Premio Nobel per la pace 1952
Albert Schweitzer 14-01-1875 4-09-1965
Fu un grande. Il suo ritratto insieme a quello di Albert Einstein, rappresenta una delle immagini iconiche che caratterizzano più incisivamente il ventesimo secolo.
Il Time, in occasione dell’assegnazione del Nobel per la Pace, lo definì l’uomo più importante del mondo. Nacque in Alsazia, in un territorio prima tedesco poi francese, il 14 gennaio 1875. Da oltre un secolo il suo nome, la sua opera e le sue foto nella missione africana del Gabon, godono di una notorietà e una fama universale.
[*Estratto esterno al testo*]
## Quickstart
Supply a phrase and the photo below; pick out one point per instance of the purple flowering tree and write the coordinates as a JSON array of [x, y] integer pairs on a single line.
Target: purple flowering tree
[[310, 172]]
Filosofo, musicologo, virtuoso di organo e studioso di Bach, ha saputo spaziare nel vasto campo della Storia delle Religioni, della Teologia, del pensiero filosofico, privilegiando riflessioni sull’etica delle relazioni umane, della solidarietà, della lotta alla povertà.
Sostenitore del disarmo nucleare e della pace nel mondo, ha impostato la sua esistenza su un concetto di missione: quella di alleviare le sofferenze dell’umanità, “degli ultimi”, che la cosiddetta civiltà del mondo occidentale ha abbandonato, dopo aver spesso depredato le risorse dei loro Paesi con le conquiste coloniali.
Dopo aver conseguito un’altra laurea, in medicina, si imbarcò con la moglie per l’Africa, aprendo, con grandi sacrifici e utilizzando le sue innumerevoli relazioni culturali, un ospedale nel Gabon, a Lambarenè, luogo che divenne poi il simbolo della solidarietà e della carità evangelica; un luogo come un’oasi di salvezza per tutte le popolazioni africane, un centro di speranza attorno al quale si è alimentato il mito di Albert Schweitzer che lì trascorse una vita intera guadagnandosi il titolo di “Stregone Bianco”, l’uomo della provvidenza, l’uomo che rispettava la vita nelle sue più crude espressioni di sofferenza e di disagio.
Un’attività frenetica, inframmezzata da viaggi, concerti d’organo, conferenze per promuovere il riscatto dell’”Uomo bianco” con missioni umanitarie e con impegno costante per la nascita di un nuovo umanesimo in contrasto con l’egoismo e il paganesimo imperante nel mondo.
Un successo clamoroso della sua opera e tanti estimatori in tutti i continenti e in tutte le categorie sociali.
Nel 1952 gli fu assegnato il premio Nobel per la Pace e in coerenza con i suoi disegni ideali, costruì, con il ricavato, un grande lebbrosario nella foresta vergine: “Il Villaggio della Luce”. Dopo innumerevoli traversie si stabilì permanentemente nella sua Missione Africana e non volle tornare in Europa, dove sarebbe stato accolto come un Eroe dell’umanità. Rimase a combattere nella foresta, accogliendo e curando ogni giorno donne, bambini e vecchi malati che lo raggiungevano quotidianamente in cerca di soccorso. Senza mai sosta. Con l’unico svago di un pianoforte che di tanto in tanto suonava, diffondendo magiche note nella notte africana.
Morì a Lambarené nel settembre 1965, lasciando un messaggio di fratellanza, di amore per la vita e per tutti coloro che portano l’impronta del dolore. Tutti quelli che poi lo piansero più di ogni altro, come “il più grande dei figli della terra”.
La sua immensa opera, il suo messaggio e il suo volto iconico sono l’emblema di ciò che di meglio ha saputo esprimere il secolo più crudele e cruento della storia.